Hi all,
I have created 3 different pipelines and ran a cross-validation test with different train/test splits. The results.json is as shown below,
{
"configP1": [
[
0.4071428571428571,
0.4705215419501133,
0.28843537414965986,
0.36984126984126986
],
[
0.7065759637188209,
0.6936507936507937,
0.5833333333333334,
0.4531746031746031
],
[
0.4698412698412698,
0.5907029478458049,
0.4222222222222222,
0.35411255411255416
]
],
"configP2": [
[
0.5226757369614512,
0.6428571428571429,
0.47551020408163264,
0.3857142857142857
],
[
0.6468253968253969,
0.7700680272108843,
0.4272108843537415,
0.5272108843537415
],
[
0.5700680272108843,
0.5335600907029479,
0.4015873015873016,
0.1795918367346939
]
],
"configP3": [
[
0.5056689342403629,
0.6026077097505669,
0.4391156462585034,
0.4368789940218511
],
[
0.6385487528344671,
0.7732426303854877,
0.5523809523809524,
0.5253968253968254
],
[
0.5002267573696145,
0.5986394557823128,
0.35827664399092973,
0.23333333333333334
]
]
}
Could someone explain what these reported values for each configuration are?
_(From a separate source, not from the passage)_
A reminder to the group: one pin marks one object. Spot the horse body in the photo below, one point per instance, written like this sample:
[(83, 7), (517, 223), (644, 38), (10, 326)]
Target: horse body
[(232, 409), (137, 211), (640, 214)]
I looked through the documents but did not find any details of what the values are.
Also the average f1-score graph is as shown, If I understand right, if the f1 score doesn’t not increase further, implies that the training data is sufficient. Can someone help me understand why there is a dip after a certain point.